Stress In Older People Increases Risk For Pre-Alzheimer’s Condition

Feeling stressed out increases the likelihood that elderly people will develop mild cognitive impairment—often a prelude to full-blown Alzheimer’s disease. In a new study, scientists at Albert Einstein College of Medicine and Montefiore Health System found that highly stressed participants were more than twice as likely to become impaired than those who were not. Because stress is treatable, the results suggest that detecting and treating stress in older people might help delay or even prevent the onset of Alzheimer’s. The findings were published online today in Alzheimer Disease & Associated Disorders.

Each year, approximately 470,000 Americans are diagnosed with Alzheimer’s dementia. Many of them first experience mild cognitive impairment—a pre-dementia condition that significantly increases the risk of developing Alzheimer’s in the following months or years. This study looked at the connection between chronic stress and “amnestic mild cognitive impairment” (aMCI), the most common type of MCI, which is primarily characterized by memory loss.

“Our study provides strong evidence that perceived stress increases the likelihood that an older person will develop aMCI,” said Richard Lipton, M.D., senior author of the study, vice chair of neurology at Einstein and Montefiore, and professor in the Saul R. Korey Department of Neurology and the Edwin S. Lowe Chair of Neurology at Einstein. “Fortunately, perceived stress is a modifiable risk factor for cognitive impairment, making it a potential target for treatment.”

“Perceived stress reflects the daily hassles we all experience, as well as the way we appraise and cope with these events,” said study first author, Mindy Katz, M.P.H., senior associate in the Saul R. Korey Department of Neurology at Einstein. “Perceived stress can be altered by mindfulness-based stress reduction, cognitive-behavioral therapies and stress-reducing drugs. These interventions may postpone or even prevent an individual’s cognitive decline.”

The researchers studied data collected from 507 people enrolled in the Einstein Aging Study (EAS), a community-based cohort of older adults. Since 1993, the EAS has systematically recruited adults 70 and over who live in Bronx County, NY. Participants undergo annual assessments that include clinical evaluations, a neuropsychological battery of tests, psychosocial measures, medical history, assessments of daily-living activities and reports (by participants and those close to them) of memory and other cognitive complaints.

Starting in 2005, the EAS began assessing stress using the Perceived Stress Scale (PSS). This widely used 14-item measure of psychological stress was designed to be sensitive to chronic stress (due to ongoing life circumstances, possible future events and other causes) perceived over the previous month. PSS scores range from 0 to 56, with higher scores indicating greater perceived stress.

The diagnosis of aMCI was based on standardized clinical criteria including the results of recall tests and reports of forgetfulness from the participants or from others. All 507 enrollees were free of aMCI or dementia at their initial PSS assessment and subsequently underwent at least one annual follow-up evaluation. They were followed for an average of 3.6 years.

Seventy-one of the 507 participants were diagnosed with aMCI during the study. The greater the participants’ stress level, the greater their risk for developing aMCI: for every 5 point increase in their PSS scores, their risk of developing aMCI increased by 30 percent. Similar results were obtained when participants were divided into five groups (quintiles) based on their PSS scores. Participants in the highest-stress quintile (high stress) were nearly 2.5 times more likely to develop aMCI than were people in the remaining four quintiles combined (low stress). When comparing the two groups, participants in the high-stress group were more likely to be female and have less education and higher levels of depression.

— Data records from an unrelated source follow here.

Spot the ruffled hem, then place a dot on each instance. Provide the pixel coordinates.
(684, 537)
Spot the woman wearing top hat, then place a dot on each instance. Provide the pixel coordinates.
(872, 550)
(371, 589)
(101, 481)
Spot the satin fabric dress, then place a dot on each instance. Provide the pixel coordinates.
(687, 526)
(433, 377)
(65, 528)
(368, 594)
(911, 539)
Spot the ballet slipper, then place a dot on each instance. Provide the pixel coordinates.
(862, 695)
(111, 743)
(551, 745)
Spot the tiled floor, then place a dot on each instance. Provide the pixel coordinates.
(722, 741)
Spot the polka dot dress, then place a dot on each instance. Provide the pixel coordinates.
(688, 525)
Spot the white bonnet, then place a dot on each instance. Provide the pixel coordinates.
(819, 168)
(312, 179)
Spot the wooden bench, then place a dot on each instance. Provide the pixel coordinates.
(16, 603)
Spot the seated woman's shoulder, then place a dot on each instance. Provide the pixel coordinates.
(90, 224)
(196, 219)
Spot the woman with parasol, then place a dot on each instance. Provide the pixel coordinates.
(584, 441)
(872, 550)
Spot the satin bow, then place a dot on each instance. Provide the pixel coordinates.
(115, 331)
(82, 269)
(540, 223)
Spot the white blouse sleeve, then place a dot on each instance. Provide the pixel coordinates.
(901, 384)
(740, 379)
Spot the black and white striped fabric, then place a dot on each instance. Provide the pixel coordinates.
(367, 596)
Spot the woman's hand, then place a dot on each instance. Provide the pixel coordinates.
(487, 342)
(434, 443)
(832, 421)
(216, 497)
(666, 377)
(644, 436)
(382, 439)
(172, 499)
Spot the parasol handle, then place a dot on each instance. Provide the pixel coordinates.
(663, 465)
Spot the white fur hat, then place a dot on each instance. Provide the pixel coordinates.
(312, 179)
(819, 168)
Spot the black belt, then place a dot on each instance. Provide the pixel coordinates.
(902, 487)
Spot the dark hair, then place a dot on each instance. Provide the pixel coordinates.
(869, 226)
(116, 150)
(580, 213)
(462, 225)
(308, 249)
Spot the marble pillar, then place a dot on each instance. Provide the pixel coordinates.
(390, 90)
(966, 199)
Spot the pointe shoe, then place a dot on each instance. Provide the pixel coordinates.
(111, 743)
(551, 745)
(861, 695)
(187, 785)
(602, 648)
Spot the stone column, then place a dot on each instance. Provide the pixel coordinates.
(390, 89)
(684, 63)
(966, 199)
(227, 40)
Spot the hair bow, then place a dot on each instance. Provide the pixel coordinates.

To confirm that stress was independently increasing risk for aMCI in this study, the researchers assessed whether depression—which increases the risk for stress as well as for cognitive impairment and Alzheimer’s disease—might have influenced the results. They found that depression did not significantly affect the relationship observed between stress and the onset of aMCI. Similarly, stress’s impact on cognitive status was unaffected if participants possessed at least one e4 allele of the APOE gene, which increases their risk for developing late-onset Alzheimer’s.

The study is titled “Influence of perceived stress on incident amnestic mild cognitive impairment: Results from the Einstein Aging Study.”

In addition to Dr. Lipton and Ms. Katz, other Einstein-Montefiore authors were Carol Derby, Ph.D., Cuiling Wang, Ph.D., Ali Ezzati, M.D., Molly Zimmerman, Ph.D., and Jessica Zwerling, M.D., M.S. Martin Sliwinski, Ph.D., of Pennsylvania State University also contributed to the study. The research was funded by the National Institutes of Health, the National Center for Advancing Translational Sciences, the Leonard and Sylvia Marx Foundation and the Czap Foundation. The authors report no conflicts of interest.